The mythology around creativity

The Romantic art movement created a powerful mythology around art that persists and distorts our perceptions today:

  • art should be pure.
  • the artist should work from their inner inspiration and talent.
  • art should be uncommercial, original, and unique.
  • artists should not care about their audience.

Banish these “shoulds.” Instead, figure out what the real concerns they represent, and pay attention to those. There are often good reasons to follow some of these rules, but sometimes they get in the way. For example, I think there’s useful signal in listening to how other people respond to your work. But I think it’s dangerous to only do what other people want, or to internalize every bit of criticism. You might miss opportunities or trying the things that are most helpful for you.

Neil Cohn has argued that some of these “shoulds” have harmed generations of art students. For many years, art students were told they should be creative and not learn by copying. But copying is a really valuable practice for training, and he describes a real fall-off in drawing progress in Western countries with this creativity focus versus Japan where copying is not discouraged.

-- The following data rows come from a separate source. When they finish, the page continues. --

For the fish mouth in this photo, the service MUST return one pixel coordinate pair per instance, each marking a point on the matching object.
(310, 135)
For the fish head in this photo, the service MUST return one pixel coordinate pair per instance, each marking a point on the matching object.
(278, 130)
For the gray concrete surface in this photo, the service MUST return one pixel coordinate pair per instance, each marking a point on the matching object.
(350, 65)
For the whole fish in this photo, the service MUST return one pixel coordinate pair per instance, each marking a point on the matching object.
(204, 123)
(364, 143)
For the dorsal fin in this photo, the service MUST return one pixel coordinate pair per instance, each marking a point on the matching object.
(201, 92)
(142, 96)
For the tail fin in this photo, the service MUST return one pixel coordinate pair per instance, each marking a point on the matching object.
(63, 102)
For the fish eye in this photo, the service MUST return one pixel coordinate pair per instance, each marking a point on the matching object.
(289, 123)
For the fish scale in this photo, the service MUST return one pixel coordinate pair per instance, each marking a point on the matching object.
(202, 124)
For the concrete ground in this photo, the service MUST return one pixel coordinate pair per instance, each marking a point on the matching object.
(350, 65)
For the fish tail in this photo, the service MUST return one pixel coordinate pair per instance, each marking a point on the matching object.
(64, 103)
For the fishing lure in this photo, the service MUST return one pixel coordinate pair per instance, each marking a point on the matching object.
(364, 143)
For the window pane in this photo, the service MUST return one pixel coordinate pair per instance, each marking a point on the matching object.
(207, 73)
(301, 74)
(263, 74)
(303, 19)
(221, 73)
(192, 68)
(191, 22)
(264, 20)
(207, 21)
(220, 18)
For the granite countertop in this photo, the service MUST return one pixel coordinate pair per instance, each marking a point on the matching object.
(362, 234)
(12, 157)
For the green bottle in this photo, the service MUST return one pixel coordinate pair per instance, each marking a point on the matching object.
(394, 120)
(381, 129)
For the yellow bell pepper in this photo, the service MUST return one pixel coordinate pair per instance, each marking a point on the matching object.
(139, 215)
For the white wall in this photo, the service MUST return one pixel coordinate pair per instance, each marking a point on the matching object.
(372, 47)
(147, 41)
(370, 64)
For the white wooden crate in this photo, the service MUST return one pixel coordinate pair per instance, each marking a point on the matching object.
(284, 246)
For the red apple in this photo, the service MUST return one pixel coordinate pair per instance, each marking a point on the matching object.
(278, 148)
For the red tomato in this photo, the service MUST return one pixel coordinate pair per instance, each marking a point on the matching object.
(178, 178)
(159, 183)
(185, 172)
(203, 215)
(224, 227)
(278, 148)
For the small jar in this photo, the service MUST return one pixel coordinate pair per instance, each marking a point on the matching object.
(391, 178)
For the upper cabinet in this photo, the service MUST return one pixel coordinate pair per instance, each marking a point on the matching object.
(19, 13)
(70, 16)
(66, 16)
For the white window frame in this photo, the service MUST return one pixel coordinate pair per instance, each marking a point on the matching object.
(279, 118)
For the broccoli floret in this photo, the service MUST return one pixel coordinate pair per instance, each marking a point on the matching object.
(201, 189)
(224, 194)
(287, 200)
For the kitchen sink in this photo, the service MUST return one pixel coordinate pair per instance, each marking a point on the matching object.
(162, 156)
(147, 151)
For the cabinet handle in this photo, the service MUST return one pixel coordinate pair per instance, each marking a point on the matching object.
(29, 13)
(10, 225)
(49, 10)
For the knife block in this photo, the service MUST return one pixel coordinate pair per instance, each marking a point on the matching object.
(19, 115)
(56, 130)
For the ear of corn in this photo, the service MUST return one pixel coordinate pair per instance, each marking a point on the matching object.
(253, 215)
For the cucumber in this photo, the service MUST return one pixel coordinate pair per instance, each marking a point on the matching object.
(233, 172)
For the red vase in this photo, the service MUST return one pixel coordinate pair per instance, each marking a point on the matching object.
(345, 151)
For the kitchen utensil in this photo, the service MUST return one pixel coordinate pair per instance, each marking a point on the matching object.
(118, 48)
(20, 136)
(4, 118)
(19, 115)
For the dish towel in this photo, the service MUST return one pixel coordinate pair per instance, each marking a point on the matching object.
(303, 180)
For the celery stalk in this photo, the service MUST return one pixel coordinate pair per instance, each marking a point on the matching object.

Practicing skills of creativity

Drawing and painting help us practice some of the actual skills of creativity. Which brush should you try? Which scene should you try? Is it worth spending more time on this drawing, or give up on it? Maybe it’s finished? Maybe it’s time to take a break, or maybe time to work harder? Do the thing that’s easy and appealing to explore it more, or force yourself to do something difficult?

You constantly have to make decisions, and these decisions almost never have clear answers. You need to experiment, explore, and develop intuitions. You need to be comfortable with uncertainty, and without the kind of judgments that kill exploration.

You need to be open to new experiences and ideas, to try things without judgments.

Improv is another real exercise in immediate openness to new ideas, and accepting and welcoming the unexpected without judgment, and seeing where it leads.

These experiences can help in other parts of your life as well. For example, so much of my research ideas and blog have been informed by my art experience.